Düşman oyuncuların akılları başlarından gitmişti. Nie Yan'ın Solguna saldırdığını ayan beyan görmüşlerdi. Öyleyse neden onlar da hasar almıştı?

 

Rahip Solgunu iyileştirdikten sonra Parlak Bariyer ile ek bir koruma verdi.

 

Solgun hemen misilleme yapmak istediyse de hareketlerindeki yavaşlama ile engellendi. Statülerine baktığında engelin sebebini Sakatlık Laneti olarak tespit etti! Bu anlık gecikme sırasında Nie Yan tekrar saldırıp alnına Şok Darbesini geçirdi.

 

Solgunun Nie Yan'la çarpışması gerçekten birkaç saniyeden uzun sürmemişti. Buna rağmen Savaşçılar ve Şövalye desteğe gelemeden etkisiz hale getirilmişti.

 

Nie Yan'ın hançeri bir kez daha üzerine indi. Solgunun üzerinden hasar değerleri fırlarken Parlak Bariyer de görevini tamamlayıp parçalandı. Solgun sürekli olarak Nie Yan'ın saldırılarına maruz kalırken Rahipler onu hayatta tutmak için ellerinden gelenin fazlasını yapıyorlardı.

 

Nie Yan'ın anlık hasarı 1000 barajını aşmıştı. Patlamasından Hayati Vuruşuna, elinde ne kadar yüksek hasar veren beceri varsa Solgunun üzerinde kullanmaktan geri durmuyordu.

 

Düşman oyuncular Solgunun yardımına gelemeden canlarının üçte ikisini Gölge Katliamına kaybetmişlerdi!

 

Ne korkunç bir beceri!

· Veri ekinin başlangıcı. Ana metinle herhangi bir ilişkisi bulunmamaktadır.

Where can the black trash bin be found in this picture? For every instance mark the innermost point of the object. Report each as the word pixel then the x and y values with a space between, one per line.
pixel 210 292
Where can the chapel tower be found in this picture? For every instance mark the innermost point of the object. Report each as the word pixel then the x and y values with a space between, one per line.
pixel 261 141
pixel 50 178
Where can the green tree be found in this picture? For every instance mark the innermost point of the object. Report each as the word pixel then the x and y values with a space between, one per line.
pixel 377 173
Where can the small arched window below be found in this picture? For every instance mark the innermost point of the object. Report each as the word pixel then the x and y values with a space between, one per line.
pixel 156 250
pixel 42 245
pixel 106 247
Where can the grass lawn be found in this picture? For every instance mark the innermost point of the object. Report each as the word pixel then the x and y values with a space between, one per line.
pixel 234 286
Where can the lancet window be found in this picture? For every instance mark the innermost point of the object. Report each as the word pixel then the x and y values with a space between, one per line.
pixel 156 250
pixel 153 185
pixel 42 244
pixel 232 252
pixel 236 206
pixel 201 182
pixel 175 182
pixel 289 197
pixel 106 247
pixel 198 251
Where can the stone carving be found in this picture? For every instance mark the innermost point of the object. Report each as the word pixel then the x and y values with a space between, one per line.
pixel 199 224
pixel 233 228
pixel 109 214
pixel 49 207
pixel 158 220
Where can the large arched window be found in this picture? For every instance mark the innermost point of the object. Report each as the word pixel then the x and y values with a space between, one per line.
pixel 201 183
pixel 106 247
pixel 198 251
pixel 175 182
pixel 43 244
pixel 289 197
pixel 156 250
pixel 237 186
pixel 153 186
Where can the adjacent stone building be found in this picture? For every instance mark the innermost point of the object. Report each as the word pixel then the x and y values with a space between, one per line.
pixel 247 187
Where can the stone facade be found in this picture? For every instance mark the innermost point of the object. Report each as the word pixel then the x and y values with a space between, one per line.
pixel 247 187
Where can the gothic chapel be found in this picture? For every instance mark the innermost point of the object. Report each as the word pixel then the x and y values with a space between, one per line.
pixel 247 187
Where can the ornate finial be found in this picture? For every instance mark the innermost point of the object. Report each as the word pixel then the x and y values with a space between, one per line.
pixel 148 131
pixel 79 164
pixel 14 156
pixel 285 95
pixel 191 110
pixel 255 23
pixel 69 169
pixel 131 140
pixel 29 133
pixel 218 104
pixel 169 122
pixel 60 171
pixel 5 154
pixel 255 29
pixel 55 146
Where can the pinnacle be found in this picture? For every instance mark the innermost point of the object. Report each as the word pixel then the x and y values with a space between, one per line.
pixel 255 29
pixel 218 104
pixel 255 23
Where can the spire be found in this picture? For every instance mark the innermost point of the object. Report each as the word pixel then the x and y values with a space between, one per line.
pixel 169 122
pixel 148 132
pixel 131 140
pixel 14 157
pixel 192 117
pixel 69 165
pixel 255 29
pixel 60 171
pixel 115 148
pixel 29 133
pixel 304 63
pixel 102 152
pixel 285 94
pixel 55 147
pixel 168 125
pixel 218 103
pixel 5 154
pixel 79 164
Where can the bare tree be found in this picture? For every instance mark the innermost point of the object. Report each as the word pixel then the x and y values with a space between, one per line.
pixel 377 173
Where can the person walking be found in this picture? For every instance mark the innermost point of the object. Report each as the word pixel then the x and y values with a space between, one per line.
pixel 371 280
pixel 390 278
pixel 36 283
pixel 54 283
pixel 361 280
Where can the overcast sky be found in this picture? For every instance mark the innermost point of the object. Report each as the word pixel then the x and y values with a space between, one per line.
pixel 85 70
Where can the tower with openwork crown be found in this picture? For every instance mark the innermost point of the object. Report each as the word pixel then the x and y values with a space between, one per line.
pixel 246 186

Hasarı etrafındaki düşmanlara sıçratıyor!

 

"Kahretsin! Bu ne biçim beceri?!" Şövalye alan etkili bir Hırsız becerisiyle ilk defa karşılaşıyordu. Kendini çabucak iyileştirip havaya sıçradı ve kılıcını Nie Yan'ın üzerine indirdi.

 

Kesici Işık!

 

Solgunun canı durmadan inip çıkıyordu. Rahiplerin aralıksız Şifaları sayesinde hayatta kalacaktı. Lakin aynı şeyi son demlerini yaşayan takım arkadaşları için söylemek zordu. Her biri Orta Sağlık İksirleriyle hayata tutunmaya çalışıyordu.

 

Nie Yan Solgunun arkasına geçip, onu Şövalyenin Kesici Işığına kalkan olarak kullandı. Ardından Boğucu Vuruşla Solgunu sersemletti.

 

Şövalye Solguna vuracağını gördüğünde saldırısını iptal etti.

 

"Tanrım! Çabuk öldürün şunu! Çabuk!" Vahşi ileri atıldı. Kalın zırhlarıyla yürüyen bir kaleydi adeta.

 

−187

 

−163

 

−172…

 

Beş oyuncunun canı yarının altına düşmüştü. Nie Yan, zırhı ihmal eden Zenard'ın Kılıcıyla yaptığı saldırılarla düşmanına göz açtırmıyordu. Rakiplerinin canlarını kolaylıkla eritebiliyordu.

 

İki Hırsız arkadan yaklaşıp Boğucu Vuruşla Nie Yan'a saldırdılar.

 

Ancak onlardan önce Nie Yan'ın hançeri Solgunun boğazına dayanmıştı.

 

Gırtlak Kesiği!

 

−1283!

 

−100

 

−221…

 

Kritik hasar saldırısını üç kat güçlendirmiş ve tek hamlede Solgunun canını almasını sağlamıştı!

 

Rahiplerin aralıksız iyileştirdiği Solgun, Nie Yan'ın tek saldırıyla ölmüştü!

 

Nie Yan'ın yüzü gülüyordu. Hedefine ulaşmıştı!

 

Kritik vuruş denk getirmek için belirli bir şansı vardı. Saldırmayı kesmediği sürece kritik denk getirecekti!

 

Arkadan yaklaşan Hırsızlar da Gölge Katliamının hasar sıçratmasından nasiplerini aldılar. 500 civarı hasar alarak oracıkta öldüler.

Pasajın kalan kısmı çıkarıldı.